Impact of Androgen Receptor Signaling Inhibitors on Cardiovascular Events in Prostate Cancer: a Pharmacoepidemiology Study Using the French Health Care Claims Database
In Brief
An observational study for Prostate Cancer. Completed, enrolled 52,000 participants across 1 site.
Detailed Summary
In prostate cancer, whether advanced or localized, hormone therapy is a key treatment. These therapies work by lowering male hormone levels to slow the growth of cancer. More recently, a new group of medications called Androgen Receptor Signaling Inhibitors (ARSIs) has been introduced. These drugs are used alongside standard hormone therapy and are now prescribed for both advanced and high-risk localized prostate cancer. There are two main types of ARSIs: abiraterone acetate, which blocks the body from making androgens, and enzalutamide, apalutamide, and darolutamide, which stop cancer cells from using these hormones.
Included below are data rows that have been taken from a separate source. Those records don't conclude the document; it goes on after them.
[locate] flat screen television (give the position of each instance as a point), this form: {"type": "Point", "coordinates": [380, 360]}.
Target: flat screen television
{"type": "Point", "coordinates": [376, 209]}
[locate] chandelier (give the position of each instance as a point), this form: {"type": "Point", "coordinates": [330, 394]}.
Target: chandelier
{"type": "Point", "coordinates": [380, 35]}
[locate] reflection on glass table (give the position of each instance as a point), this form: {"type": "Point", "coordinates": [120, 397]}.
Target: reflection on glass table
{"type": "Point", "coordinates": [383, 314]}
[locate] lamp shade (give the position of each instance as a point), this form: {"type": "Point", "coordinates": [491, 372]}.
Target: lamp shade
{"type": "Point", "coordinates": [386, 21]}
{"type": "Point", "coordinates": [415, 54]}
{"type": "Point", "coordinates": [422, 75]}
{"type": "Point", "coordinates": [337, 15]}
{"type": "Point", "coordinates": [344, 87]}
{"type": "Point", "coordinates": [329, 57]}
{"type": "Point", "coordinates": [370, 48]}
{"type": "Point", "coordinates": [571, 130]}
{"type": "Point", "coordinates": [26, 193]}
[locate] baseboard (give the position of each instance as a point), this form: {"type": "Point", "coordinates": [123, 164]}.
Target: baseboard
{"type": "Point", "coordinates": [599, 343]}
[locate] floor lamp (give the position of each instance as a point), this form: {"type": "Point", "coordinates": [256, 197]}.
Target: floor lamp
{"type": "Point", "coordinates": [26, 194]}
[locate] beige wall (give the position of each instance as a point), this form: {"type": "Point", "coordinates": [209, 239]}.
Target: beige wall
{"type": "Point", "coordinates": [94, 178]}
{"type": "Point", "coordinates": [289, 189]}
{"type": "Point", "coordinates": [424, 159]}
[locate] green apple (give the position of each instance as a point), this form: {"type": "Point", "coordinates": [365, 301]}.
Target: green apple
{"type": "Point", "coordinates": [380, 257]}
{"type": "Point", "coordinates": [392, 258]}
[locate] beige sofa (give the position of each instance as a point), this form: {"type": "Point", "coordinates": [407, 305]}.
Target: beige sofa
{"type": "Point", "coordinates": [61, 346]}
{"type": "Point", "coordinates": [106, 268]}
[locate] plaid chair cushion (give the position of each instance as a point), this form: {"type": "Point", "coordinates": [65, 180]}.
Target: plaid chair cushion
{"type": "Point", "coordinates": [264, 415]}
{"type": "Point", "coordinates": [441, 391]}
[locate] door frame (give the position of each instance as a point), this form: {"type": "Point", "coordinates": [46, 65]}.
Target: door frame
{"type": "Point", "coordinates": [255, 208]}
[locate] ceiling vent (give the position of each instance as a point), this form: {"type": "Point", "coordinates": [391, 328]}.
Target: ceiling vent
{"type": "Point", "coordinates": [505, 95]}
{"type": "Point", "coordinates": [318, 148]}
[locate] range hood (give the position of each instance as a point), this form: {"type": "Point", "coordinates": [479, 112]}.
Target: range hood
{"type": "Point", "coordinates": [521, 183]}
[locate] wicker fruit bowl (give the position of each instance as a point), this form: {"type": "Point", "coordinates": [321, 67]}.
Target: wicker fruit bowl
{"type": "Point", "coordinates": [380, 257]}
Doctors choose among them based on individual patient needs, as no one drug has been clearly shown to be better than the others. These treatments have significantly improved survival for many patients. However, research shows that 30% of men with prostate cancer die from heart-related issues-a higher rate than in the general population. It's important to better understand how these treatments might be linked to heart risks. One study found that all ARSIs increase the risk of serious heart problems. However, it did not take into account whether patients already had heart conditions, even though previous heart issues are known to increase the risk with certain drugs like abiraterone and enzalutamide. That's why we're conducting a study using a large real-world database to compare the heart risks of abiraterone, enzalutamide, and apalutamide. We will take into account both patients' existing heart conditions and how long they were on treatment.